Day 10: Whiffler

Word of the Day:



  1. a person who frequently shifts opinions attitudes, interests, etc.
  2. a person who is vacillating or evasive in an argument.

Alright.  Let’s do this:

To observe him was to instantly know him—or, at least, three things about him:  He could stand to eat less; he was not nearly as caffeinated as he ought to have been; and he was a first rate, decorated, Olympic-grade whiffler.  If it were to be said that whiffling is an art form, this gentleman’s first instinct would be to furtively agree, although he would hesitate to declare anything resembling a fact.  Days later, he would then seek out whoever had proclaimed this to tell him or her his final opinion on the statement, which would be that he had not come to any definitive conclusion because it was much too hard.

This talented gentleman was known as Mr. Mulligan (though perhaps it might be better to call him Seamus).  Unfortunately for the general population, he was employed as a lawyer, although his greatest desire was (possibly, but perhaps not) to teach ethics.

Currently, he was in a book store, discussing the merits of a particular novella with the unfortunate young man at the counter.

“Have you read this book?” asked Mr. Mulligan/Seamus.

“I have!” said the young man brightly.  “It was excellent.  I highly recommend it.”

Mr. Mulligan/Seamus nodded slowly.  “I read it many years ago, I think,” he said.

“Oh?” said the young man.  “Did you enjoy it?”

Mr. Mulligan/Seamus sighed a heavy, asthmatic sigh.  “Maybe,” he said.  “I rather thought I hated it when I was younger, but time does give one perspective, and I rather wonder what ‘enjoyment’ and ‘hatred’ really are, what they really mean.”

The young man rather suspected that this conversation was going in a direction of which he strongly disapproved.  He swallowed down his dread, pasted a glowing smile on his face, and nodded encouragingly.  “Perhaps you ought to try again, then, sir?” he suggested.

Mr. Mulligan/Seamus considered this.  “Perhaps,” he said.  “But should I pay for a book that I think I may have hated, even though I don’t know what hatred is, and may now enjoy, even though I don’t know what enjoyment is, and which comes so highly recommended to me by a total stranger whose taste may be very different from mine, if we can even define ‘taste’ at all.”

The young man blinked.  Blinked again.  Drew a breath, then realized he still hadn’t formulated a response.  Mr. Mulligan had worked his magic yet again:  His audience was completely baffled.

“Perhaps you could try the library, then?” the young man suggested hesitantly.

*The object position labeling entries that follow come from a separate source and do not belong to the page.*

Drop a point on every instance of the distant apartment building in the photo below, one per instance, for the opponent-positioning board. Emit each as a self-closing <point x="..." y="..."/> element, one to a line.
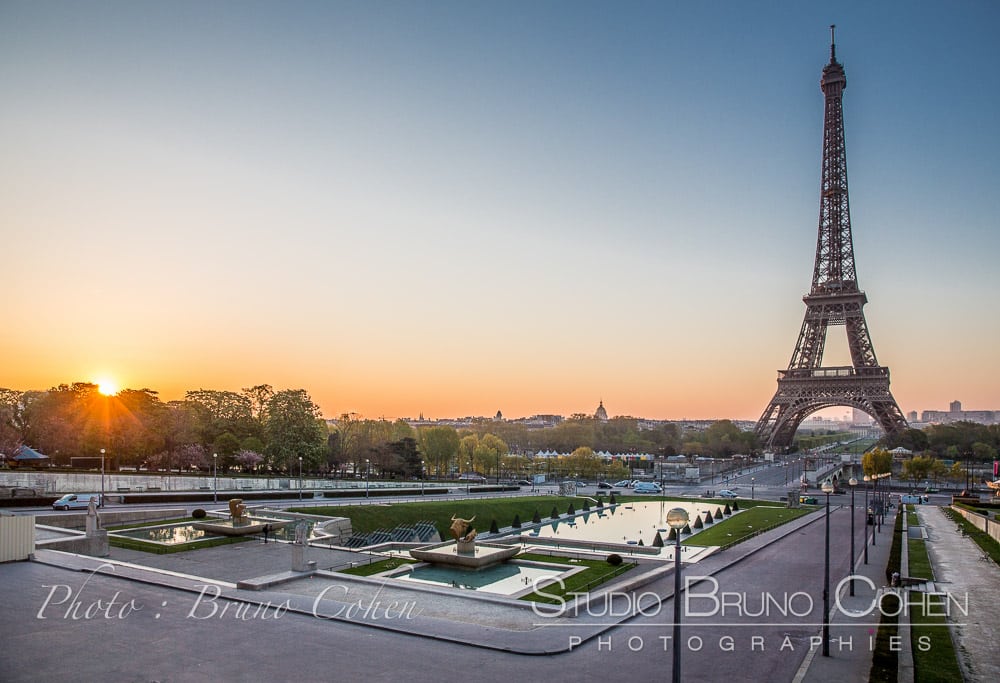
<point x="956" y="414"/>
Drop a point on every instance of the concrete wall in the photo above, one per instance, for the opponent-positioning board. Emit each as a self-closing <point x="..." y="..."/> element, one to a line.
<point x="78" y="520"/>
<point x="56" y="482"/>
<point x="990" y="526"/>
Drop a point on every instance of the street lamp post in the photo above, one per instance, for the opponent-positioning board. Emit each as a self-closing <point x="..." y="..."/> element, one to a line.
<point x="853" y="483"/>
<point x="867" y="512"/>
<point x="677" y="518"/>
<point x="827" y="489"/>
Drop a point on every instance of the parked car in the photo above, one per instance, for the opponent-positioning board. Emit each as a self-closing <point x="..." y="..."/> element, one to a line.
<point x="77" y="501"/>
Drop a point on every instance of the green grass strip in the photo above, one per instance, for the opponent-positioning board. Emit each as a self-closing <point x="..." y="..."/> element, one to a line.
<point x="918" y="560"/>
<point x="746" y="524"/>
<point x="934" y="656"/>
<point x="885" y="657"/>
<point x="366" y="518"/>
<point x="982" y="539"/>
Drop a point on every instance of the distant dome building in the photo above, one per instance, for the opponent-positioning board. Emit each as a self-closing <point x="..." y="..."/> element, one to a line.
<point x="601" y="414"/>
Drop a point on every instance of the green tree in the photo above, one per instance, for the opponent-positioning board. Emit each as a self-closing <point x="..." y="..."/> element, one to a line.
<point x="876" y="461"/>
<point x="294" y="428"/>
<point x="440" y="445"/>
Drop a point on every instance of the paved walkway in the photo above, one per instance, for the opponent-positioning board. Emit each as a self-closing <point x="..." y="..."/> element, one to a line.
<point x="961" y="571"/>
<point x="852" y="638"/>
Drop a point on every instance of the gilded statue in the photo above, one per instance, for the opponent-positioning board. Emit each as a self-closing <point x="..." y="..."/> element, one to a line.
<point x="237" y="509"/>
<point x="460" y="529"/>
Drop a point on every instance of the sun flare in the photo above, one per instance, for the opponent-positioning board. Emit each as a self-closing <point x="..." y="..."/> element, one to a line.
<point x="107" y="387"/>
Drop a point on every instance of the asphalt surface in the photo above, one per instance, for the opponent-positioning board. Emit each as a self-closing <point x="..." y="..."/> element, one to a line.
<point x="755" y="617"/>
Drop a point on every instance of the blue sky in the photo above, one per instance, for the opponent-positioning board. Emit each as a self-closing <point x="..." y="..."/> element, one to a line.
<point x="454" y="208"/>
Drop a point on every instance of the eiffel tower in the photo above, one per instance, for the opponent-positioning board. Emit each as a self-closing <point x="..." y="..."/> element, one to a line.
<point x="834" y="299"/>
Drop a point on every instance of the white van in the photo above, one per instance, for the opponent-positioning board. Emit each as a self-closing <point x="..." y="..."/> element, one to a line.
<point x="77" y="501"/>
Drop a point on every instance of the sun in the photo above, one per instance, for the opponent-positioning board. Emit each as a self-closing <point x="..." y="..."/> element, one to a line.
<point x="107" y="387"/>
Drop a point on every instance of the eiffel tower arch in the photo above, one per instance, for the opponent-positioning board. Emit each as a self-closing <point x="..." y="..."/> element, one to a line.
<point x="833" y="300"/>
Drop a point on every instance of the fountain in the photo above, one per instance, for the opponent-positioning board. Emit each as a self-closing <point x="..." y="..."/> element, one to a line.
<point x="239" y="523"/>
<point x="464" y="551"/>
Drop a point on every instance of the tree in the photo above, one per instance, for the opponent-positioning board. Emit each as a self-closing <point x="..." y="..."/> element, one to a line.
<point x="584" y="463"/>
<point x="294" y="429"/>
<point x="466" y="453"/>
<point x="487" y="453"/>
<point x="258" y="396"/>
<point x="11" y="438"/>
<point x="440" y="445"/>
<point x="220" y="412"/>
<point x="408" y="461"/>
<point x="248" y="460"/>
<point x="876" y="461"/>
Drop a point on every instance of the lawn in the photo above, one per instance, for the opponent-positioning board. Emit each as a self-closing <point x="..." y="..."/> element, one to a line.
<point x="982" y="539"/>
<point x="366" y="518"/>
<point x="933" y="651"/>
<point x="919" y="562"/>
<point x="750" y="521"/>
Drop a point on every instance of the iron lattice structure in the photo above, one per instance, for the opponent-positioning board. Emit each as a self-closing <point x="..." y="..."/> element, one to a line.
<point x="834" y="299"/>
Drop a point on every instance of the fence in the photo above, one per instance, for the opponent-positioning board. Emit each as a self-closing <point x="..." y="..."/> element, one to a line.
<point x="17" y="537"/>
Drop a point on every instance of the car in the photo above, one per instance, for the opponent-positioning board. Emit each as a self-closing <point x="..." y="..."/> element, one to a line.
<point x="77" y="501"/>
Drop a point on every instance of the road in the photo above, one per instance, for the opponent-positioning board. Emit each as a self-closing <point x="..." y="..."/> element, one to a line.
<point x="157" y="643"/>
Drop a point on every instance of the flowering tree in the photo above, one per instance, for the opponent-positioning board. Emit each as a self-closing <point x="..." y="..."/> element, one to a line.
<point x="248" y="460"/>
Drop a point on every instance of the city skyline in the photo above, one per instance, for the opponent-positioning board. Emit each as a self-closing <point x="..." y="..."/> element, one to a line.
<point x="453" y="209"/>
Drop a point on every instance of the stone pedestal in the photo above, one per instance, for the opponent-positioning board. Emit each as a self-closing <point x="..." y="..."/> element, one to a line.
<point x="96" y="544"/>
<point x="299" y="562"/>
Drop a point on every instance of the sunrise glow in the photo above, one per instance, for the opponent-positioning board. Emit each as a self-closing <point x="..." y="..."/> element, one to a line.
<point x="451" y="209"/>
<point x="107" y="387"/>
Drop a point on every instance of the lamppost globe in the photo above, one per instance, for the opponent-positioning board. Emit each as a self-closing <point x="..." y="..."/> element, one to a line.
<point x="677" y="519"/>
<point x="852" y="482"/>
<point x="827" y="488"/>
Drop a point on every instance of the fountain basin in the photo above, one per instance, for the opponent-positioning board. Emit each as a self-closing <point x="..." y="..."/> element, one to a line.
<point x="482" y="554"/>
<point x="253" y="525"/>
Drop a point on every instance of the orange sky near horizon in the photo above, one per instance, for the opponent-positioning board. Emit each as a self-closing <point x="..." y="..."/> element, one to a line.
<point x="451" y="209"/>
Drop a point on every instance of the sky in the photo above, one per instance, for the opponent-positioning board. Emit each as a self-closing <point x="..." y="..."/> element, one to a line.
<point x="454" y="208"/>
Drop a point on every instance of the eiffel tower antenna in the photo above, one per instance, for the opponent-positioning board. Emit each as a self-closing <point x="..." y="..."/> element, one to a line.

“Perhaps,” said Mr. Mulligan.  He sighed and leaned against the counter, thoughtfully gazing over the young man’s head.  “Perhaps…”

Cara Kennaway


6 thoughts on “Day 10: Whiffler

  1. “Change your style, change your name, change the way you cook your eggs, but never be a whiffler when it comes to love,” Grandma used to say.

    Throughout the years of my childhood and adolescence, I had a variety of different responses of varying levels of archness, but I always made sure to switch them out as soon as they started to sound as cliche as the saying which inspired them. “What’s a whiffler?” only lasted until I’d grasped the definition. “So what if I love the way I cook my eggs?” was my first attempt at a comeback and was employed proudly until I was ten. “I’m never going to change my name” was, regrettably, repeated all the way through puberty.

    I was always so busy responding I don’t think I ever paused to consider Grandma’s words properly. What did she mean by that, really? What was her motivation in repeating it to me a few hundred times, even when I clearly wasn’t heeding her? What grand life lesson might she have learned the hard way, and now be hoping to teach me the easy way?

    All these thoughts pass through my head as I watch Sarah walk away, already regretting every word I said and wondering what I could’ve done differently. Love came like a summer breeze in winter, and I guess I whiffled up a storm.

    Grandma, if you’re looking down, I sure hope you can forgive me. ‘Cause I don’t know if I’ll be able to forgive myself.